In one embodiment, the electrode lead 122 comprises an anchor 138,
such as a helical coil, that facilitates attachment of the lead 122
to the mesh 104. Following the attachment of the lead 122 to the
mesh 104, the sheath 214 is removed from the patient leaving the
lead 122 in place.
[0108] Following the attachment of the electrode lead 122 to the
mesh 104, stimulation therapy may begin in accordance with
conventional techniques. This may involve a preliminary testing
period using an external stimulating device. If the preliminary
testing period is successful, the lead 122 may be attached to an
implantable stimulator device, such as that described above with
reference to FIG. 3, in accordance with conventional methods.
[0109] When the implantable mechanical support 102 comprises one or
more electrodes 170 and an electrical connector 174 on the mesh
104, an electrical lead 180 may be used to facilitate an electrical
stimulation therapy for the patient. The process of attaching the
electrical lead 180 to the electrical connector 174 is similar to
that described above for the attachment of the electrode lead 122
to the mechanical support 102. That is, an incision is made in the
patient, such as in the vaginal wall 208. Next, the distal end 178
of the electrical lead 180 is fed through the incision toward the
implanted mechanical support 102. This may be accomplished using an
introducer 212, as described above to form a path to the radiopaque
mark on the mesh 104 corresponding to the electrical connector 174
or a radiopaque mark within the connector itself to which is it
desired to attach the electrical lead 180. The physician locates
the target radiopaque mark 114 corresponding to the desired
electrical connector 174 by viewing a radiological image. Finally,
the distal end of the electrical lead 180 is attached to the
electrical connector 174, in accordance with the embodiments
described above. The connection of the electrical lead 180 to the
electrical connector 174 allows for electrical stimulation signals
to be delivered to the patient through the electrical lead 180, the
electrical connector 174, the conductors 172 and the electrodes
170. Preliminary testing of the electrical stimulation therapy can
then commence followed by the implantation of the electrical lead
180 and a suitable stimulator device.
[0110] In one embodiment, the mechanical support 102 comprises a
plurality of radiopaque marks 114, each of which identify one of a
plurality of electrical connectors 174 on the mesh, as described
above with reference to FIG. 13. In one embodiment, each of the
radiopaque marks 114 also identifies a subset of the plurality of
electrodes 170 or conductors 172 that correspond to the electrical
connector 174. In one embodiment, the mechanical support 102 is
positioned within the patient such that the subsets of the
electrodes 170 are positioned to facilitate different types of
stimulation therapies for the treatment of different pelvic
conditions of the patient. For instance, one of the subsets of
electrodes 170 may be positioned to provide treatment of urinary
incontinence, while another subset of the electrodes 170 is
positioned to provide stimulation therapy for the treatment of
fecal incontinence or sexual dysfunction, for example.

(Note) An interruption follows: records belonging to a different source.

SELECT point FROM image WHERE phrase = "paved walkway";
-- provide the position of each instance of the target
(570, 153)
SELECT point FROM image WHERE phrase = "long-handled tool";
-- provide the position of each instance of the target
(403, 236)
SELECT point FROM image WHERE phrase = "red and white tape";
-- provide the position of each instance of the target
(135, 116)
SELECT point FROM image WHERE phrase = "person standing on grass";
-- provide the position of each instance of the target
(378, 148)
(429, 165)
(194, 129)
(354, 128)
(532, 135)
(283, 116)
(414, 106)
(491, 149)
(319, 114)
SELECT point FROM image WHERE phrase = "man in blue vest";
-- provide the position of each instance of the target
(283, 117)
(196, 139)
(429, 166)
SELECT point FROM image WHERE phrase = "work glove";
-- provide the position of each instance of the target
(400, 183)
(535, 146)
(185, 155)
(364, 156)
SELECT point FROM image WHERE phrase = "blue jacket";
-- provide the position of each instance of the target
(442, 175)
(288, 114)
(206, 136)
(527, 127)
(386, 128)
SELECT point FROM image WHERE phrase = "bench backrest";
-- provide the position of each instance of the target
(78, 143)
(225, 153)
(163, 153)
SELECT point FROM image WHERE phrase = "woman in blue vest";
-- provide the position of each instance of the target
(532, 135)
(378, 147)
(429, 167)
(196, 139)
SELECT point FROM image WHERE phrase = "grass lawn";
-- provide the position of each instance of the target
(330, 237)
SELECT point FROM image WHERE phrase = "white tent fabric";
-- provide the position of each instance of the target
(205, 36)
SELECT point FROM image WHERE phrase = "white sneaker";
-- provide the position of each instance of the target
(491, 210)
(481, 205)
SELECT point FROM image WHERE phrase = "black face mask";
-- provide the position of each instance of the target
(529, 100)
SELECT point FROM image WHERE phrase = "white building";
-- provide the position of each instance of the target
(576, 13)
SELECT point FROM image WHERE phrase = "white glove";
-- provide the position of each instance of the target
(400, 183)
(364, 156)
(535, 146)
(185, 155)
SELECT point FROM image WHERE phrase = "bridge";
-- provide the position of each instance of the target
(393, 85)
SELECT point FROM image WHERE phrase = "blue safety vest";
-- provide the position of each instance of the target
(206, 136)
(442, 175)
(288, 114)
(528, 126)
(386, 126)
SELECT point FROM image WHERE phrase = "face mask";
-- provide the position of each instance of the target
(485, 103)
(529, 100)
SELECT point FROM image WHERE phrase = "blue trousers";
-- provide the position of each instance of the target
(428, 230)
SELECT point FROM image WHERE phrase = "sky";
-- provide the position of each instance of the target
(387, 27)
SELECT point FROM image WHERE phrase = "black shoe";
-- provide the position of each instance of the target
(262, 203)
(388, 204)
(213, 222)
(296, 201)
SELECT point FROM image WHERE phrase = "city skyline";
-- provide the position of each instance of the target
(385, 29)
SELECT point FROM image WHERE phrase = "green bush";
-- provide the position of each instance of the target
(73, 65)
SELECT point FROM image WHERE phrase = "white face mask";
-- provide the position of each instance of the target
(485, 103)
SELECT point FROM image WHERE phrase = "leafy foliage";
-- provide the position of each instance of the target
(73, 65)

[0111] In one embodiment, the physician identifies the electrical
connector 174 using one of the radiopaque marks 114 that
corresponds to the desired electrical stimulation treatment. The
electrical lead 180 is then connected to the identified electrical
connector 174 and stimulation therapy treatments may commence by
delivering electrical stimulation signals to the one or more
electrodes 170 through the electrical lead 180. As a result, the
physician has the option of selecting among a plurality of
stimulation therapies to apply to the patient subsequent to the
implantation of the mechanical support 102 by simply attaching the
electrical lead 180 to the electrical connector 174 corresponding
to the desired treatment.
[0112] Although the present invention has been described with
reference to preferred embodiments, workers skilled in the art will
recognize that changes may be made in form and detail without
departing from the spirit and scope of the invention.